Canadian Apple customers are going to start seeing GST/HST charges when making a purchase or rental on iTunes.
Marketing and public relations consultant Trevor Taylor tweeted in January 1st, 2019: “Did anyone else get taxed on their @AppleMusic subscription for the first time in Canada? Suddenly I’m being charged HST on the $9.99?”
— Trevor Taylor™ (@trevtaylor) January 1, 2019
iPhone in Canada reported on January 7th that it too saw a new HST/GST charge when making a rental.
In a screenshot, it compared two different movie rentals made on different dates reflecting the changes. The first image showed a rental made before the New Year that charged the customer $4.99 CAD without the extra $5.59 (the customer was based in British Columbia where the sales tax is 12 percent).
Apple Canada confirmed to MobileSyrup that the changes will affect certain products.
“As the world’s largest taxpayer, we respect the important role taxes play in society. Due to recent changes in Canadian legislation and the growth of our business, sales tax will now be charged on purchases of TV, movies, music and audiobooks,” said a spokesperson for Apple.
The company said the changes were made after new Canadian legislation on digital sales tax went into effect on January 1st, 2019. That legislation is specific to Quebec.
That legislation was revealed in March 2018, when Quebec’s government revealed the digital sales tax plan that would require non-resident suppliers of digital services to register, collect, and remit a Quebec Sales Tax.
Non-resident digital businesses had to have registered before the start of the new year, the rule says.
That rule applies to the province of Quebec only. As far as the rest of Canada, there is no set in stone rule for taxing non-resident digital businesses.

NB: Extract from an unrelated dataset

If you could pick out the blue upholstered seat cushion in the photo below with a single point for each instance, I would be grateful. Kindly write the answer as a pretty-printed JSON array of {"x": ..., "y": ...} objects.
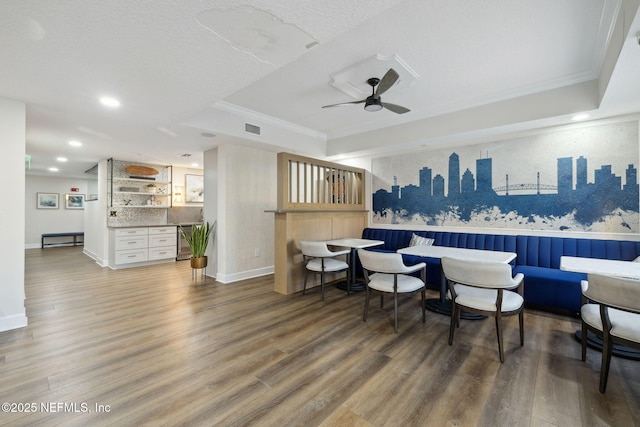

In January 2017, the CBC reported that, according to an internal government document, the federal government was in talks of taxing foreign-supplied services like iTunes, Netflix and Spotify.
That document had suggested that not having these taxes “not only represents a significant loss of potential tax revenue for government, but it can also place domestic digital suppliers at an unfair competitive disadvantage.”
Federal Members of Parliament have debated whether foreign digital businesses should be subjected to a tax, but no legislation has gone into effect.
The decision to tax customers could mean that the company is pre-emptively making a move that could eventually affect all foreign digital businesses, while at the same time coincide that decision with Quebec’s newest legislation changes.
It’s also important to note that Apple has been in Canada for 38 years. The company already charges HST/GST for most of its other products and services.